OK, enough kvetching, let’s study Torah. This week’s Torah portion
starts the yearly reading cycle all over again, from the verse “in the
beginning.” However, the creation narrative is only the first two
chapters of Bereshit; after that, the story of humankind begins: Adam
and Chava in the Garden, then Kayin and Hevel [Abel] out in the

Yet the story of the emergence of humankind, and our unique capacity
to make moral (or immoral) choices, is an integral part of the earlier
creation narrative. In Bereshit 1, God decides to form humankind in
the “divine image:”

“And God said, “Let us make humankind in our image, after our
likeness. . . . ” (Bereshit/ Genesis 1:26)

Now, clearly, this cannot refer to a physical image- not only because
a basic idea of Biblical theology is that God has no image or body,
but also because each human being is distinct and unique in
appearance, a fact obvious to our ancestors.

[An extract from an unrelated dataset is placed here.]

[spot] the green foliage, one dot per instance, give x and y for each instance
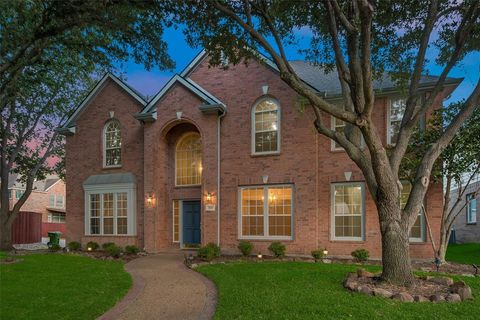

So “the Divine Image”
must refer to some moral or spiritual quality- for today, let’s assume
that it refers broadly to the capacity for free will and moral choice,
without which questions of “good and evil” become irrelevant.

However, any consideration of what it means to be in the “Image of
God” has to grapple with another aspect of this verse, which is the
plural form of “let us make. . after our likeness.” The Hebrew is very
clear: “na’aseh adam betsalmenu kidemutenu.” OK, so who was God
talking to?

This is a classic problem of Biblical commentary, which cannot be
explained away through simple grammar. You might say “Elohim,” the
word for God in this verse, is a proper noun in a grammatically plural
form, and thus requires plural forms for the verbs and nouns following
it, but the first word of the verse, “vayomer,” or “said,” is
singular, referring to God alone. So some commentators have theorized
that God was talking to angels, who share in the Divine Image, or even
the animals, who partake of the “breath of life” which animates
creation. (See the Etz Hayim commentary for more on this.)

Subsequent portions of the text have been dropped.